2. Description of Related Art
With an increase in emission of carbon dioxide due to consumption of fossil fuels and a dramatic change in crude oil prices, efforts to change an energy source for a vehicle from gasoline or diesel to electrical energy have been receiving attention.
Some electric vehicles have been commercialized, and lithium-ion batteries are expected to have a higher performance and be manufactured at a lower cost as a rechargeable battery for long-distance travel. However, currently used lithium-ion batteries have a restricted capacity and are unsuitable for long-distance travel. Thus, mounting a large quantity of the lithium-ion batteries on an electric vehicle may be necessary, and causing a price of the electric vehicle to increase considerably.
An energy density approximately six or seven times higher than a current energy density level is necessary to popularize electric vehicles. Thus, metal-air batteries, which, in theory, have a much higher energy density than lithium-ion batteries, are attracting interest.
A metal-air battery includes an anode, a cathode, an electrolyte, and a separation membrane. In the anode of the metal-air battery, an oxidation-reduction reaction of metal occurs. In the cathode of the metal-air battery, an oxidation-reduction reaction of oxygen flowing into the cathode from an outside source occurs. A theoretical energy density of the metal-air battery is significantly higher than other secondary batteries.
A conventional method of estimating a state of charge (SoC) of a battery in a conventional battery management system (BMS) includes integrating a current flowing in the battery and estimating the SoC of the battery based on the integrated current. However, such a method has an issue in that an accuracy of the estimating of the SoC decreases over time because errors that occur in a process of measuring a current are continuously accumulated.

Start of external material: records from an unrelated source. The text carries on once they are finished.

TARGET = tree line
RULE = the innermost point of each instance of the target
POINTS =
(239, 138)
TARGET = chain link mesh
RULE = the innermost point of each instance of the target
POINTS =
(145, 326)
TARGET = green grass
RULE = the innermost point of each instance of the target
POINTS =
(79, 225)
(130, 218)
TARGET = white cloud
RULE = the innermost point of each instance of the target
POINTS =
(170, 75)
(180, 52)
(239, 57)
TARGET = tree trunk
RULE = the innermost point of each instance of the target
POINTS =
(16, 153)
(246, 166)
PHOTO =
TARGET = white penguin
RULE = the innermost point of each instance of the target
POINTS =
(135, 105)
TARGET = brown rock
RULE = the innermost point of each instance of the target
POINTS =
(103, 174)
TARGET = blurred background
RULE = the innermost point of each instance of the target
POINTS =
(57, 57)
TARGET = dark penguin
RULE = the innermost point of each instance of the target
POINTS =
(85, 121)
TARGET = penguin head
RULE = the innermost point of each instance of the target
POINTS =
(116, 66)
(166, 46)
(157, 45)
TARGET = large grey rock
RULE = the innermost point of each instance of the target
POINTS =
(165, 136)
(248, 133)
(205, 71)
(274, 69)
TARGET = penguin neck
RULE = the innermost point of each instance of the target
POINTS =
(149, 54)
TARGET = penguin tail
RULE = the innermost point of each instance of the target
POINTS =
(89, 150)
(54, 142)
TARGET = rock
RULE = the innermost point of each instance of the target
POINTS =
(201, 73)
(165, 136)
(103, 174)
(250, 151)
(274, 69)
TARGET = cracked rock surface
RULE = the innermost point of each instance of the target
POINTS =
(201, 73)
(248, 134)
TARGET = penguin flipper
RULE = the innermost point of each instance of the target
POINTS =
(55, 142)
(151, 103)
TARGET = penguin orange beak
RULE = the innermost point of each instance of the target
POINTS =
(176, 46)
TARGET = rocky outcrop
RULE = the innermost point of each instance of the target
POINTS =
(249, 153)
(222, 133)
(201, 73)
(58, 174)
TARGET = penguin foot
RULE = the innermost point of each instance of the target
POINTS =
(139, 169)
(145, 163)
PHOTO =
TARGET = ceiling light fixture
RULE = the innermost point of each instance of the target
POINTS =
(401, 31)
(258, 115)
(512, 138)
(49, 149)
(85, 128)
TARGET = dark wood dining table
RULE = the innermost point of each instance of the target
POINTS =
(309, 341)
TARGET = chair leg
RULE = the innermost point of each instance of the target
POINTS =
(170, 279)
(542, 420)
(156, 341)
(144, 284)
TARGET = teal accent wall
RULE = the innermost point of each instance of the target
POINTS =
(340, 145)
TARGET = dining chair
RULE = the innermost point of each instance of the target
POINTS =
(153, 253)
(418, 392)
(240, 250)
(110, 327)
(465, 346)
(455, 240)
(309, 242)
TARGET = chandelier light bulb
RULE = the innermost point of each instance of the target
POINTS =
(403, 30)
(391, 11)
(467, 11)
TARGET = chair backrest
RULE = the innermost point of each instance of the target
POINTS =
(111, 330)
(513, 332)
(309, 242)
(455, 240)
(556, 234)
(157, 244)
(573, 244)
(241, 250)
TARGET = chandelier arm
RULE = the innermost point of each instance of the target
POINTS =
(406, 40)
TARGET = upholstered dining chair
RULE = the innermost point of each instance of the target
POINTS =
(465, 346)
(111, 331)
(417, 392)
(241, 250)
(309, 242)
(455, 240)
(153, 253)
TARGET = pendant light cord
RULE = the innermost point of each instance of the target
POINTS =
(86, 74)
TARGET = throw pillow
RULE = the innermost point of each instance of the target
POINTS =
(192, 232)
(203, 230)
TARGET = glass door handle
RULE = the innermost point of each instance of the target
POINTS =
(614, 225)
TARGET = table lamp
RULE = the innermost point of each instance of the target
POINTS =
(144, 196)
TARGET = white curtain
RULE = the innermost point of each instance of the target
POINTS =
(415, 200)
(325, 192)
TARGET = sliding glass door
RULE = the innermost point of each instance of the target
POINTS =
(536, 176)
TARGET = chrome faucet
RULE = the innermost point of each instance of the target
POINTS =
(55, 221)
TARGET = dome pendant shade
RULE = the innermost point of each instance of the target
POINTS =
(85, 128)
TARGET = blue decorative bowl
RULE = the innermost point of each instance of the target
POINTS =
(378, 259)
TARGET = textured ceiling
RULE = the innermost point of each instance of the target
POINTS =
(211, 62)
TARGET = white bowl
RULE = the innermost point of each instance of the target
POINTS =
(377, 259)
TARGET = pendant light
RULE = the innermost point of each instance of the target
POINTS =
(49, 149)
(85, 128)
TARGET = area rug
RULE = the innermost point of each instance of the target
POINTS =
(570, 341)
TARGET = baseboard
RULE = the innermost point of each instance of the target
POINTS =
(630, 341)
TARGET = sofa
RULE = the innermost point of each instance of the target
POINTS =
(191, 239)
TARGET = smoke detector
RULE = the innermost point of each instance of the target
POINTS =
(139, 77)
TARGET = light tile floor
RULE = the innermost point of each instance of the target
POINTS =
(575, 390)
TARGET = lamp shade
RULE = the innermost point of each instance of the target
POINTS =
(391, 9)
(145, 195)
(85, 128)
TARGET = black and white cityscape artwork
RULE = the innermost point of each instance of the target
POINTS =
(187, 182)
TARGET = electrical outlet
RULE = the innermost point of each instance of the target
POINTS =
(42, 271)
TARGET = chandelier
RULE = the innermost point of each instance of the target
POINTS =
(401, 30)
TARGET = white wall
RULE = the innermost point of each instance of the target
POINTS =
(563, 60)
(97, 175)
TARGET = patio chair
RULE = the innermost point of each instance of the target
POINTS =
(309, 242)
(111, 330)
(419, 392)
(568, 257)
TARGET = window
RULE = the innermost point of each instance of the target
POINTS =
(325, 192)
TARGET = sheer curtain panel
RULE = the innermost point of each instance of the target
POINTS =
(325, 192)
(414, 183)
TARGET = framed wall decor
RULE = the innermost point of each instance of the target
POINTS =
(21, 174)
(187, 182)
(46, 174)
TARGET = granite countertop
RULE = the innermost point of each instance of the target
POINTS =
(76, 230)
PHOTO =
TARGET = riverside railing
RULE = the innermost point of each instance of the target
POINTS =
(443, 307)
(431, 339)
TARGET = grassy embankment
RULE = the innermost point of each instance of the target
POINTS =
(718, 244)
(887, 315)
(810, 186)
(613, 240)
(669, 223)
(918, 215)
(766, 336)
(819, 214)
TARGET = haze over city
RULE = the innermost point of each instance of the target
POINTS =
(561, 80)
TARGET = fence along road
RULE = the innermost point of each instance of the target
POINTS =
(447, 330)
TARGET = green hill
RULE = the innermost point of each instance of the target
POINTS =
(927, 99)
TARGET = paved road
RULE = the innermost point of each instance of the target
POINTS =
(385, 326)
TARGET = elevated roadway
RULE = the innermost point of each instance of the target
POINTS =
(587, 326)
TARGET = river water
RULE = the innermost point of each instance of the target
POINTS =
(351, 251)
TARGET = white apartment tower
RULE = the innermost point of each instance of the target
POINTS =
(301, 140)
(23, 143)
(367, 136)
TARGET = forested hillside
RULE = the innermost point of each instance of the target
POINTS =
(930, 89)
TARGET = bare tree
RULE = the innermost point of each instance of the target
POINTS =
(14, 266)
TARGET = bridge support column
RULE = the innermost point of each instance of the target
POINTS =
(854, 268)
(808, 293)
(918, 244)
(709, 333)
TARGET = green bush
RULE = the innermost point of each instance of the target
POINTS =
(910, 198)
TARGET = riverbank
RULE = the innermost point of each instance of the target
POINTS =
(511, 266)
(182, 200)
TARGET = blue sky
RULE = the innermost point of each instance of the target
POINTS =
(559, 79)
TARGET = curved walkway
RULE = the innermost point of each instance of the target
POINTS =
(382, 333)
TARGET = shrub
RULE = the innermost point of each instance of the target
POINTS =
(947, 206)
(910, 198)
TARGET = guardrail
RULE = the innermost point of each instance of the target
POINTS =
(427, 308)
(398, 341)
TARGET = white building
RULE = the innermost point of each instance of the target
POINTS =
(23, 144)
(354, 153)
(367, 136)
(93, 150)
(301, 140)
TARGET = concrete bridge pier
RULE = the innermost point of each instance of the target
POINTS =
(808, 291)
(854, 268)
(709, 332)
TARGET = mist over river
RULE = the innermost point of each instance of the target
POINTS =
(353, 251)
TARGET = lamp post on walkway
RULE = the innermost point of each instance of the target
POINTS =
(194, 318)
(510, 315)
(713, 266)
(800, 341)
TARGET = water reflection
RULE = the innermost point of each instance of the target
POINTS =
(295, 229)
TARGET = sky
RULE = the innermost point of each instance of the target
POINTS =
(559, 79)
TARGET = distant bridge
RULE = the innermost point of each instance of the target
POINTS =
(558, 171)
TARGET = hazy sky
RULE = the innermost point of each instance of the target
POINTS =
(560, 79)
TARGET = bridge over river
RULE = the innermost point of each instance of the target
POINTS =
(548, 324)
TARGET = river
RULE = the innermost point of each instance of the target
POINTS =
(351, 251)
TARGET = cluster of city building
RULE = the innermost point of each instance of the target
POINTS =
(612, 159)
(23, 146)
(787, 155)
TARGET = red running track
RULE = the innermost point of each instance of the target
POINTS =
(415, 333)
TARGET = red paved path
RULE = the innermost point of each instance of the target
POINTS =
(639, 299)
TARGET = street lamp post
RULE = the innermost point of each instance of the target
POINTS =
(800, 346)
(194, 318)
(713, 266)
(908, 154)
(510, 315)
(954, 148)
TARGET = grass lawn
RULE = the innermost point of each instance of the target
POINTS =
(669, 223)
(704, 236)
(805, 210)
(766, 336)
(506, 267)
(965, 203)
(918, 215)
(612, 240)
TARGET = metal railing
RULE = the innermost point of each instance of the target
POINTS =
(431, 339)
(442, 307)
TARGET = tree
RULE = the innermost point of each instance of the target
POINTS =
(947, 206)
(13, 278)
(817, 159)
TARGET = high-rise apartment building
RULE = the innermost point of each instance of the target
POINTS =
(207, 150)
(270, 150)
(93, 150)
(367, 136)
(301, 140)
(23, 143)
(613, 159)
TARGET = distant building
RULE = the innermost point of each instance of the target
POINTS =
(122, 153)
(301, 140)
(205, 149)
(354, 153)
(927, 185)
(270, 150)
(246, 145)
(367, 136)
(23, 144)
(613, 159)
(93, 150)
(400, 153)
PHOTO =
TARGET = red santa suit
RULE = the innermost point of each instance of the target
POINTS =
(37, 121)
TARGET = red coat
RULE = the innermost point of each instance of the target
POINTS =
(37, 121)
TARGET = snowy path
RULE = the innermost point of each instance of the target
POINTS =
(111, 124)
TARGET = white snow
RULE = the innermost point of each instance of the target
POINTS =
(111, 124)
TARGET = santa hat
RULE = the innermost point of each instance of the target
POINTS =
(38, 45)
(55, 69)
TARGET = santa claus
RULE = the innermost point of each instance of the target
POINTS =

Another conventional method of estimating an SoC of a battery includes measuring a voltage of a secondary battery, estimating an open circuit voltage (OCV) of the secondary battery in a no-load state based on the measured voltage, and estimating the SoC by referring to an SoC table for each OCV. However, such a method has an issue in that an accuracy in the estimating of the SoC decreases because increasing accuracy in the estimating of the OCV may not be easy during a charging and discharging state of the secondary battery.